Verizon is rolling with that idea for its latest global ad campaign, which is meant to inspire investors on bets that the telco carrier is waging with the technology.
In one spot, the company shows how sensors in asphalt and cameras on street lamps can help reduce overall pollution. "Who knew asphalt would help save the environment?" a construction worker asks.
In another, a paramedic talks about how a doctor could help save a patient's life by operating remotely using robots armed with 5G tech. Such ideas are plausible—some are already happening today—because the fifth gen of mobile tech allows speeds that are 10, 20 or 30 times faster than current limitations with minimal lag in between.
The spots, dubbed "Humanability," were created by McGarryBowen New York and will first air on Sunday Night Football, or just four days before massive protests are expected to be staged at Verizon retail stores throughout the country.

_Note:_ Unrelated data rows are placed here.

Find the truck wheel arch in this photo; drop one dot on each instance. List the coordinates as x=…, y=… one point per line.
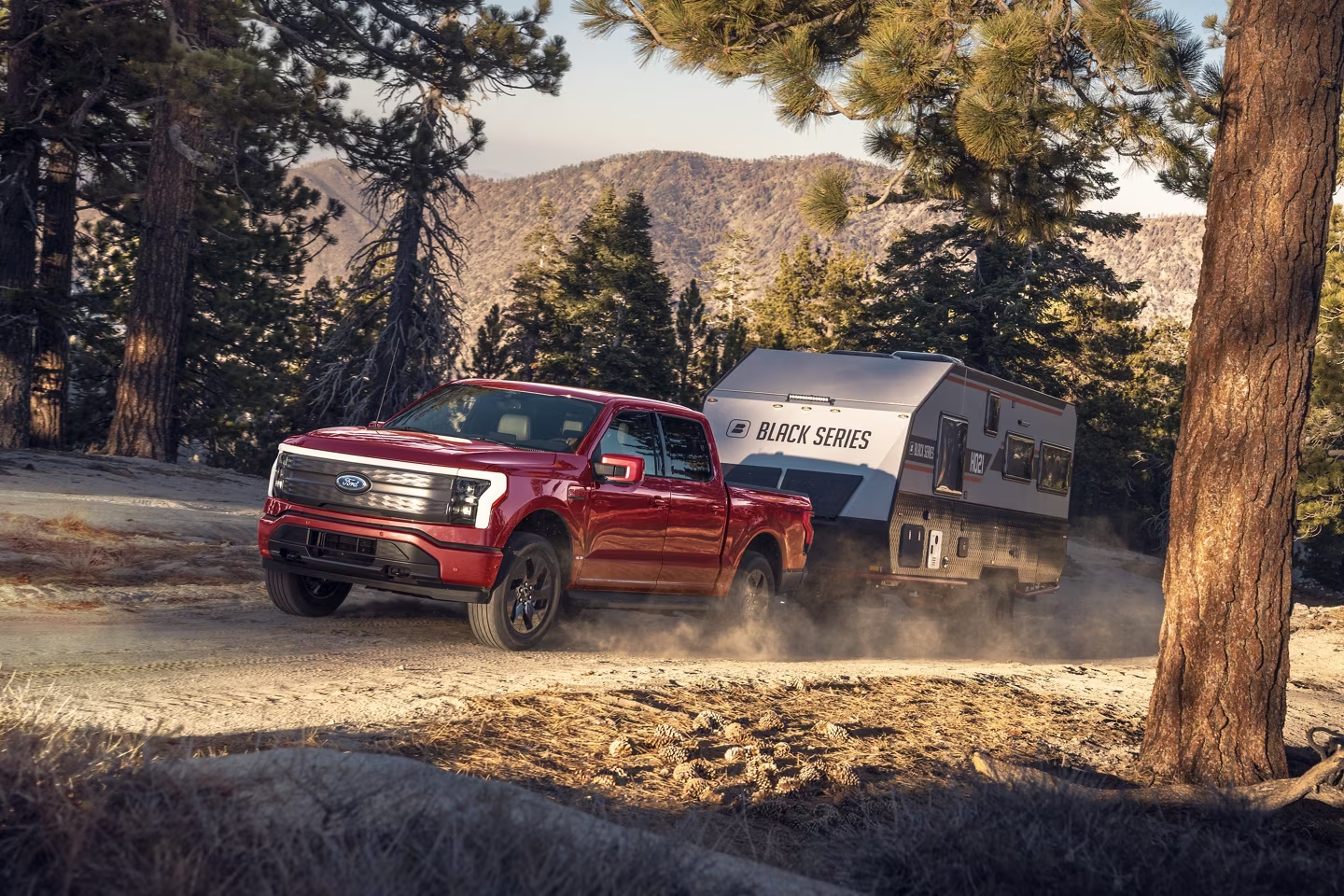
x=552, y=525
x=767, y=546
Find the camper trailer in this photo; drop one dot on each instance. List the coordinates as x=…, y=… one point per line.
x=929, y=480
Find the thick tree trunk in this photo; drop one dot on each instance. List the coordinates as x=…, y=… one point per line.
x=55, y=268
x=1218, y=704
x=21, y=148
x=143, y=424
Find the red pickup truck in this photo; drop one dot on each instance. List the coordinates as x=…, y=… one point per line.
x=522, y=500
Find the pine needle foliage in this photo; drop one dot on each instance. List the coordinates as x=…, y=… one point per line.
x=608, y=305
x=1005, y=109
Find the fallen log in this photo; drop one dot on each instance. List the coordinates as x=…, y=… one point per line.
x=1269, y=795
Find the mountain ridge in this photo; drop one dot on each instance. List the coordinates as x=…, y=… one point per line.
x=693, y=199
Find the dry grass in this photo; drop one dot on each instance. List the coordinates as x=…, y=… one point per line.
x=82, y=813
x=69, y=551
x=91, y=813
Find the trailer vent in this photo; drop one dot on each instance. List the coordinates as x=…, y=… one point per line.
x=830, y=492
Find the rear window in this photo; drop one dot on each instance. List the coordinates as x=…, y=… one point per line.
x=687, y=449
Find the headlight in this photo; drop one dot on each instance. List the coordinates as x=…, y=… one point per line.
x=467, y=496
x=277, y=479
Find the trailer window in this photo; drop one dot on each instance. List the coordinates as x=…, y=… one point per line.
x=952, y=449
x=1056, y=467
x=1019, y=458
x=687, y=449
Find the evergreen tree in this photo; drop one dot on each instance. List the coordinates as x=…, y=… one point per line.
x=813, y=301
x=532, y=315
x=614, y=305
x=492, y=357
x=1007, y=109
x=693, y=337
x=1320, y=485
x=734, y=277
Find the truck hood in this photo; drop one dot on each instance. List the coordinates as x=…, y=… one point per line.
x=414, y=448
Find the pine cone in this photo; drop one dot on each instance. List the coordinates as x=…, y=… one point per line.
x=674, y=754
x=708, y=721
x=843, y=776
x=735, y=733
x=665, y=735
x=831, y=731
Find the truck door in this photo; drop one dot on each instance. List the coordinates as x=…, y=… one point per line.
x=626, y=522
x=699, y=508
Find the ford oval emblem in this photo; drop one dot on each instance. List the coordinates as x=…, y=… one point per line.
x=353, y=483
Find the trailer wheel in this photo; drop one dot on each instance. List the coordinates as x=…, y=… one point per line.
x=751, y=598
x=525, y=598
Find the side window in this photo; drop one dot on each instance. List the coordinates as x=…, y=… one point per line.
x=1019, y=458
x=952, y=446
x=992, y=404
x=687, y=449
x=632, y=433
x=1056, y=465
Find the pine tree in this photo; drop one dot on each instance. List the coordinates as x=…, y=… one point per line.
x=492, y=357
x=614, y=305
x=532, y=314
x=813, y=301
x=693, y=336
x=1005, y=109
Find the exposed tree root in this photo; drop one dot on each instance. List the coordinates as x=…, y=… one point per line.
x=1269, y=795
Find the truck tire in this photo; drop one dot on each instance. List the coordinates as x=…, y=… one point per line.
x=301, y=595
x=751, y=596
x=525, y=598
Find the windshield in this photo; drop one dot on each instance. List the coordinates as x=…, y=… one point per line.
x=522, y=419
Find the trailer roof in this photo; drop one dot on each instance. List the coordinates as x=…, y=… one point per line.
x=873, y=379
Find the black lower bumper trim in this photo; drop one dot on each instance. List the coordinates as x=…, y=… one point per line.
x=398, y=586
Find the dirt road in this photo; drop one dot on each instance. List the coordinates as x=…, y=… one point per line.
x=211, y=654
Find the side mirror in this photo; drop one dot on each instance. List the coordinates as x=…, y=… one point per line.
x=620, y=468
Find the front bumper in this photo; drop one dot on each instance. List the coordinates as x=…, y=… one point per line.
x=391, y=558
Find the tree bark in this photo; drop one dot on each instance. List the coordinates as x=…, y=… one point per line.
x=55, y=269
x=19, y=152
x=1218, y=704
x=143, y=424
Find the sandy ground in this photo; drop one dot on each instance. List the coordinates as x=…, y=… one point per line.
x=207, y=653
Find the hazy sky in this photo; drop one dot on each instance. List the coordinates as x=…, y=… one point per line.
x=609, y=105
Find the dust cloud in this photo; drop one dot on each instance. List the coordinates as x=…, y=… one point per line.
x=1109, y=606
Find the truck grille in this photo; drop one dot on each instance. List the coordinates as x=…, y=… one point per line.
x=403, y=495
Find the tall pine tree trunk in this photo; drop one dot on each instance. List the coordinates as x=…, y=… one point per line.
x=19, y=152
x=55, y=269
x=393, y=348
x=143, y=424
x=1218, y=704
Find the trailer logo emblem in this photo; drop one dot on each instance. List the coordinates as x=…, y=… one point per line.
x=353, y=483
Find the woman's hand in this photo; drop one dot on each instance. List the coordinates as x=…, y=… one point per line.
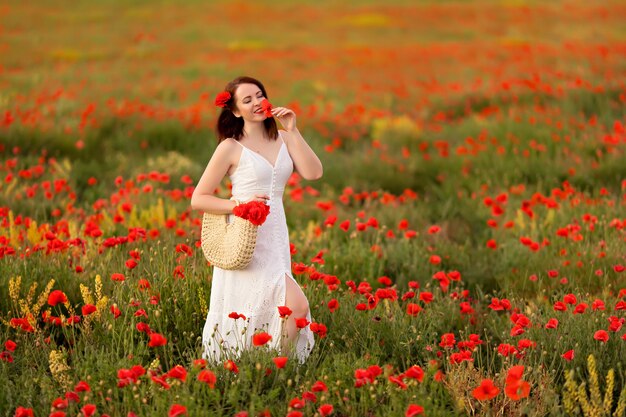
x=286, y=117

Verizon is grappling with some consumer backlash as one of its former lawyers, Ajit Pai, now Chairman at the Federal Trade Communications, controversially moves to repeal net neutrality. That could help Verizon make more money as an internet service provider by letting it, along with its competitors, charge extra for web services such as Netflix for the bandwidth they consume.
Diego Scotti, chief marketing officer at Verizon, declined to comment about the hurdles the company faces given the feverish opposition to repealing net neutrality, but provided his two bits on the wireless carrier's upcoming campaign.
"Our business extends beyond wireless," Scotti says. "We have a multi-faceted business that ranges from media to telematics to IoT, and most people don't know about it. We're bringing to life the sum of all those parts and helping educate our stakeholders on how we're leading the future in technology and connectivity."
Such moves make sense for Verizon, as the smartphone market as a whole last year saw its lowest year-over-year growth in new shipments, 2.5 percent, according to recent data from International Data Corporation.
Verizon, which owns media companies AOL and Yahoo, is angling for a near future where it can capture vastly greater amounts of data than today. The company intends to build so-called "smart cities," where it places sensors in things like asphalt, food containers, clothes as well as placing cameras on lampposts.
When that data is coupled with the company's media platforms, Verizon may suddenly offer marketers an appealing alternative to the duopoly that is Google and Facebook. At least, that's the pitch.
"By helping to build this future with smart cities, we're preparing for new markets and revenue opportunities that are going to emerge," Scotti says, declining to share specifics. "We are confident in our technologies and capabilities to heavily invest in these areas for the long term."